Found out she had downs . He insisted I terminate. Said "it " will be a millstone around our necks .

He was with me when I had her .

He looked into her tiny crib and said "that would traumatise most people "

To him , she was "it" or "that" he wouldn't carry her coffin at the funeral , he wouldn't help afterwards - he disappeared for 6 weeks . He had sex with me within days of the birth and I got pelvic inflammatory disease. He called me an embarrassment to
Him .

He had absolutely no capacity for empathy at all.

I left him . I couldn't reconcile who I with who he is .

I had my daughter blessed, and named , and cremated.

He didn't even remember her name of her birth date .

If this coldness bothers you - leave . That's him . That won't change .

dizzydizzydizzy · 18/11/2022 00:00

So sorry OP. Hope you get some help and support elsewhere:

Your DH sounds like my DP who became a domestic abuser once DC1 was born.

HeyHeyHeyyyyy · 18/11/2022 00:03

stillvicarinatutu · 17/11/2022 23:59

I had a partner like this .

I got pg at 44 - would be his first child .

Found out she had downs . He insisted I terminate. Said "it " will be a millstone around our necks .

He was with me when I had her .

He looked into her tiny crib and said "that would traumatise most people "

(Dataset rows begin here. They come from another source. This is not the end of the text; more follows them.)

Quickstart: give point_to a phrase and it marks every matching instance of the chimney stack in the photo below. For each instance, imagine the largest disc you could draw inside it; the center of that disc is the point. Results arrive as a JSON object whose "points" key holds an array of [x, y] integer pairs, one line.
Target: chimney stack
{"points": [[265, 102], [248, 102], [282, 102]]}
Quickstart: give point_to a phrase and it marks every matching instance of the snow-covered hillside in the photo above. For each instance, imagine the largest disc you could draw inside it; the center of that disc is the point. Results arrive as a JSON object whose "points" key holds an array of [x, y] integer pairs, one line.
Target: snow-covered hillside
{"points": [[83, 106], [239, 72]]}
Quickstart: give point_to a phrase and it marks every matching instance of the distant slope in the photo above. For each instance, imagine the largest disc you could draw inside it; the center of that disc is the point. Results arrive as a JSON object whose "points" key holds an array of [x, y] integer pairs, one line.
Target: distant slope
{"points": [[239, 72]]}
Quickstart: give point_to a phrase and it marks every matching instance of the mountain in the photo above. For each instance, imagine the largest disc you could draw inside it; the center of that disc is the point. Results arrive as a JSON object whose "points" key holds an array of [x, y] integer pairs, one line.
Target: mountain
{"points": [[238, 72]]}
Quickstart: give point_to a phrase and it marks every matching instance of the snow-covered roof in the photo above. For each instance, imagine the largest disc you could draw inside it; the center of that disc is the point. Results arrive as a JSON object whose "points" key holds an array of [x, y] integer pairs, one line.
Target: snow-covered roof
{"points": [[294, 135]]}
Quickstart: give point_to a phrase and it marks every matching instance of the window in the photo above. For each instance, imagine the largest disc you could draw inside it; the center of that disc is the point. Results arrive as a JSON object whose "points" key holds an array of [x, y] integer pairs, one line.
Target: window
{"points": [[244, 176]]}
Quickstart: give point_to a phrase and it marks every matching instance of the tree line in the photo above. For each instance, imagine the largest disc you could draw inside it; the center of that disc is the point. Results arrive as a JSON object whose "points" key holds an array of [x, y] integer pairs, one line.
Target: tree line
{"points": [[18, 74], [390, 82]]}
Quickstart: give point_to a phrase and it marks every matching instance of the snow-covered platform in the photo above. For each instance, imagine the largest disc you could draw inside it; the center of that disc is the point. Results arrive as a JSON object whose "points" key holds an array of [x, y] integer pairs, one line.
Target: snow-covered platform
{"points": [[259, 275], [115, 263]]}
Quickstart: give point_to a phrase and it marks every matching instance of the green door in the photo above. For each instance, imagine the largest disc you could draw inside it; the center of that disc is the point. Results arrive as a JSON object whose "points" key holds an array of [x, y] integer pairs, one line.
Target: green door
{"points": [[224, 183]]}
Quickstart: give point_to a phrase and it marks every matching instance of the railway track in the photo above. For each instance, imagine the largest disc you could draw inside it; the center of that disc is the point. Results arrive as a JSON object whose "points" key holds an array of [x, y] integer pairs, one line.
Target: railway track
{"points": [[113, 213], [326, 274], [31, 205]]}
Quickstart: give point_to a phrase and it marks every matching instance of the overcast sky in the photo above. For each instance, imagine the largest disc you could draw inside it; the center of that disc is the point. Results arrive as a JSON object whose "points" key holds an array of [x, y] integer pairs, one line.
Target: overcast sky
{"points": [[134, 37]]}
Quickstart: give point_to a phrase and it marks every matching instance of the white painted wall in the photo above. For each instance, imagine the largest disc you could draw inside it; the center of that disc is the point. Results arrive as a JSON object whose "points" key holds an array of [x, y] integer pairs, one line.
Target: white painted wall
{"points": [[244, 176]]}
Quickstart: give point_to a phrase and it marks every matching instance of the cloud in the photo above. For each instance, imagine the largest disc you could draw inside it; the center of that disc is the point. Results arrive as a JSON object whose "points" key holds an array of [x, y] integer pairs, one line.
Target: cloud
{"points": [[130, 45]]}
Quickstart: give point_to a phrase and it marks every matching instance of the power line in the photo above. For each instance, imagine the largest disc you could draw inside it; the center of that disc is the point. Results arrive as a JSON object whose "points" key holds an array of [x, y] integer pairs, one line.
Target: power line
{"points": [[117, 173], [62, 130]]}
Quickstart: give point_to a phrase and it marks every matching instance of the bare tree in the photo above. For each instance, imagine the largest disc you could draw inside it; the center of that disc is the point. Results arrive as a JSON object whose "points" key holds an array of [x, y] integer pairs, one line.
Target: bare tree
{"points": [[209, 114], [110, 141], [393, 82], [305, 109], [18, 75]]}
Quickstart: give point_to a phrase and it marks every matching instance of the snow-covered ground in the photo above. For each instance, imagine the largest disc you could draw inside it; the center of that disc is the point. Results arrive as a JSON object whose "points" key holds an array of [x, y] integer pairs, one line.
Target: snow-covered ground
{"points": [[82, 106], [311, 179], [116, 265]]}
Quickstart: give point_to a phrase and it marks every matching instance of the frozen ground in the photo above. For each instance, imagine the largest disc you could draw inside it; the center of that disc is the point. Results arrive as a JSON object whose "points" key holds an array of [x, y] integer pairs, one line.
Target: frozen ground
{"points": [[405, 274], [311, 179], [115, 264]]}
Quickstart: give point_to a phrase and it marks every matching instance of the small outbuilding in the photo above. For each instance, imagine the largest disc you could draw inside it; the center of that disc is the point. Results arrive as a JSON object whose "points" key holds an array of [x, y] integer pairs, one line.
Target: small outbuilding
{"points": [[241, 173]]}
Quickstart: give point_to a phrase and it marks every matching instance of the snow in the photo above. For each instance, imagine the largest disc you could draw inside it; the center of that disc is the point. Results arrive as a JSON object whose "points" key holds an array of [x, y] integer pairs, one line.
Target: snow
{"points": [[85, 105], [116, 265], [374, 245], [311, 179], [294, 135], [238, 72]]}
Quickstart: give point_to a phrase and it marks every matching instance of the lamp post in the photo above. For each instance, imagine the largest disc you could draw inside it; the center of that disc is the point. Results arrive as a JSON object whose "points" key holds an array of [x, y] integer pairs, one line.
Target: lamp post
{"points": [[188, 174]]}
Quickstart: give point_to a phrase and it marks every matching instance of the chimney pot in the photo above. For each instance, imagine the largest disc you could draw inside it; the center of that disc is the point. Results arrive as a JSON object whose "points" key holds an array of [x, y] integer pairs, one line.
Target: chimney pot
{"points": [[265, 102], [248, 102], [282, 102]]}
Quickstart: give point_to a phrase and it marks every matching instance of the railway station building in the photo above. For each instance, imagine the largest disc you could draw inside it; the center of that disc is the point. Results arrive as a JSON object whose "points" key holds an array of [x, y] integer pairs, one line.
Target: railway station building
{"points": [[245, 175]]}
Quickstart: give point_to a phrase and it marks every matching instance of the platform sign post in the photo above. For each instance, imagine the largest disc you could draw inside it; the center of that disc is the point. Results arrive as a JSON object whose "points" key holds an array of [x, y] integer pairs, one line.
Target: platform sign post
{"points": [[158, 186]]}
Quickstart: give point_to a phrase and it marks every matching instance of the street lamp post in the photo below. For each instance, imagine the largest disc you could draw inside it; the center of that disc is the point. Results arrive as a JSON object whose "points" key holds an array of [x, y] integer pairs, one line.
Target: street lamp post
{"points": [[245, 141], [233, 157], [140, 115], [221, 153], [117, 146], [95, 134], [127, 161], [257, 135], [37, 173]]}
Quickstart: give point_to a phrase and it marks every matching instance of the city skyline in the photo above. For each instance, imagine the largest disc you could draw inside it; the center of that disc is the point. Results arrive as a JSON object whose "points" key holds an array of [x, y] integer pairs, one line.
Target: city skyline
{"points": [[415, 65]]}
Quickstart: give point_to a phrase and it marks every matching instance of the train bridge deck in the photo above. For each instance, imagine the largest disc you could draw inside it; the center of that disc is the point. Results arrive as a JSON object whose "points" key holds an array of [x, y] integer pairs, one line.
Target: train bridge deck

To him , she was "it" or "that" he wouldn't carry her coffin at the funeral , he wouldn't help afterwards - he disappeared for 6 weeks . He had sex with me within days of the birth and I got pelvic inflammatory disease. He called me an embarrassment to
Him .

He had absolutely no capacity for empathy at all.

I left him . I couldn't reconcile who I with who he is .

I had my daughter blessed, and named , and cremated.

He didn't even remember her name of her birth date .

If this coldness bothers you - leave . That's him . That won't change .

❤ I'm so sorry you went through this. I'm glad you got rid of him! I bet she was beautiful.

HeyHeyHeyyyyy · 18/11/2022 00:06

@outpatient

sorry about what you're going through. Its an awful thing to go through the first time, the fourth Is just unimaginable.

I hope you're okay?
I'm guessing its harder for men because they don't experience it in the same way as we do. However, he should show some empathy to your physical pain at least. Does he generally lack in empathy?